RFC: strict account checking

Discussion:

Simon Michael

2018-10-08 19:20:06 UTC

Cc'd from https://github.com/simonmichael/hledger/issues/891 <https://github.com/simonmichael/hledger/issues/891>, do you see any problems or simpler alternatives ?

This is a proposal for the "optional strict checking" part of #217 <https://github.com/simonmichael/hledger/issues/217>, allowing us to check account names in transactions against account declarations, and report misspelled or non-permitted account names, similar to --strict/--pedantic mode in Ledger. Here's what I'm thinking:

Proposal 1:
There are different kinds of accounts in the chart of accounts:

structural parent accounts, like assets and liabilities, needed for the tree, not normally posted to
accounts corresponding to real-world accounts, like assets:bankA:checking and liabilities:visa
imaginary subaccounts of real-world accounts, like assets:bankA:checking:rent or assets:bankA:savings:travel, used eg for budget envelopes/savings goals
accounts used to balance the books and track accounting concepts, like equity:opening balances
accounts used to categorise inflows and outflows, like revenues:salary and expenses:food:groceries:bulk:rice
The first kind (structural parents) usually should not receive postings. All the others typically can receive postings. I'm calling this an account's "usability", ie whether it may be used in postings (I haven't found a better word, ideas welcome.)

You may want to limit the creation of subaccounts deeper than what has been declared. You may want to lock down the basic chart of accounts but still allow freeform subaccounts in certain places.

Syntax should be lightweight and language neutral.

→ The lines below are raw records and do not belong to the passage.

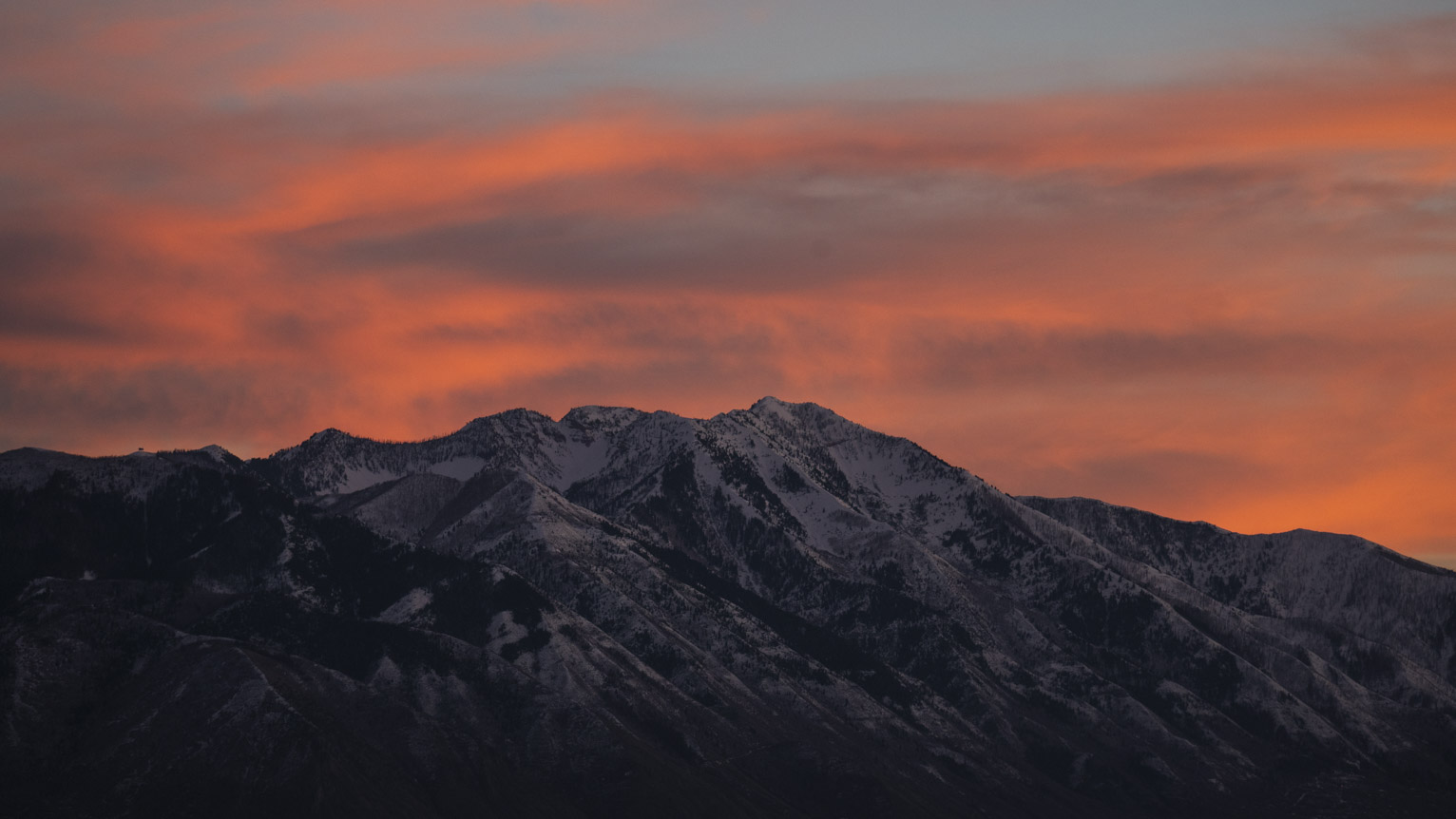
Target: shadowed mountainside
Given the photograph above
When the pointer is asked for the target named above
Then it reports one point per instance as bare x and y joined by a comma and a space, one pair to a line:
769, 613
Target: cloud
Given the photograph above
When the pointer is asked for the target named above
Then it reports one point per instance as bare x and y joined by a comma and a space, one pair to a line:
1225, 297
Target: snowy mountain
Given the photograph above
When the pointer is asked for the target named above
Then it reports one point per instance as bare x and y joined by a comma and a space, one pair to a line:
769, 613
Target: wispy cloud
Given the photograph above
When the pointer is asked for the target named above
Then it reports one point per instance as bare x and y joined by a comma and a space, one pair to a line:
1226, 298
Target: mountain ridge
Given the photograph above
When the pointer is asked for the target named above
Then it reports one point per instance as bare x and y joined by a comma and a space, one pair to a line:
765, 592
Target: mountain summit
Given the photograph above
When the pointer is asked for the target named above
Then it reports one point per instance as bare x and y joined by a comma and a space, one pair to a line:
769, 613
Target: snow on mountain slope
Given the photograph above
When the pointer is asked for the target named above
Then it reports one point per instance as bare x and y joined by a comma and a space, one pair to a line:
780, 604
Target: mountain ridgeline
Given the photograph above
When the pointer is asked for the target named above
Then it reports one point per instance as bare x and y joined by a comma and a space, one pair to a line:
769, 613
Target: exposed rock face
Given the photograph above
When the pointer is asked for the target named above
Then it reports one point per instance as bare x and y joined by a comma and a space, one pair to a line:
769, 613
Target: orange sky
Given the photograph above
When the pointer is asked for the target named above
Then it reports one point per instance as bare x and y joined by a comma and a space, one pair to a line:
1223, 293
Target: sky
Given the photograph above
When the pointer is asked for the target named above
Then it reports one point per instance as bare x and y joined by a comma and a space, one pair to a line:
1196, 257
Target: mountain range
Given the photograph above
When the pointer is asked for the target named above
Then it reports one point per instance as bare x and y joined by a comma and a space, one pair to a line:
769, 613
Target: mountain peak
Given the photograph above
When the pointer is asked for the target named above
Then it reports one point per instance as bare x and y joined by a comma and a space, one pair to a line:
600, 418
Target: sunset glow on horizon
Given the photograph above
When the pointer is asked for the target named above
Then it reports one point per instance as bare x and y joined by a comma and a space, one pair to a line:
1200, 262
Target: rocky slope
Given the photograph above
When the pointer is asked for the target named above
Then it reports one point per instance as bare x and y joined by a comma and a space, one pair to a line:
768, 613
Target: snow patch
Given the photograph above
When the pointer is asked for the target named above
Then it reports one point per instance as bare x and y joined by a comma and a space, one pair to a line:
360, 477
407, 607
462, 467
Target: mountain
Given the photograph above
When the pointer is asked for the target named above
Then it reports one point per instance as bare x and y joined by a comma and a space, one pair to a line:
769, 613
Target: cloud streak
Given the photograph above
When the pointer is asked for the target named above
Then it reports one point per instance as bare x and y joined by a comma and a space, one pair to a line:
1222, 298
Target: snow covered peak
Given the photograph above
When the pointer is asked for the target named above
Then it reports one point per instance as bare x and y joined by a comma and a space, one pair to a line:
602, 419
218, 452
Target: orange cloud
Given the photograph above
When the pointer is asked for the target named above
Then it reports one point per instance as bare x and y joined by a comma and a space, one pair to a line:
1226, 300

Declaring account usability should be orthogonal to the other functions of account directives (display order, type etc.)

We could declare an account's usability by adding characters in the metadata area (in the account directive after two or more spaces, similar to #877 <https://github.com/simonmichael/hledger/pull/877>):

. (a period) means "this account is usable"
* (a star) means "any subaccount of this account is usable (both children and deeper descendants)"
If any such declarations are found in the journal, account usability checking is enabled and hledger will raise an error if it finds postings to accounts which have not been declared usable.

Eg:

; postings to assets or assets:bank are not allowed
account assets
account assets:bank
; postings to assets:bank:checking or any subaccount are allowed
account assets:bank:checking .*
; postings to assets:bank:savings are allowed, but not to subaccounts
account assets:bank:savings .
; postings to anything under liabilities, revenues or expenses are allowed (but not to the top-level accounts)
liabilities *
revenues *
expenses *

Proposal 2:

Alternately it could be

. "this account is usable"
* "direct children of this account are usable"
** "any subaccount of this account is usable (both children and deeper)"
This gives more control. And if we want this in future, it would be better to start with it now (switching would be disruptive.) However I think it is unnecessary precision, and it's better to keep things simple.

--
You received this message because you are subscribed to the Google Groups "hledger" group.
To unsubscribe from this group and stop receiving emails from it, send an email to hledger+***@googlegroups.com.
For more options, visit https://groups.google.com/d/optout.

Carel Fellinger

2018-10-10 08:17:47 UTC

Permalink

Hai Simon,

Post by Simon Michael
structural parent accounts, like assets and liabilities, needed for
the tree, not normally posted to

...

Post by Simon Michael
The first kind (structural parents) usually should not receive
postings. All the others typically can receive postings. I'm calling
this an account's "usability", ie whether it may be used in postings
(I haven't found a better word, ideas welcome.)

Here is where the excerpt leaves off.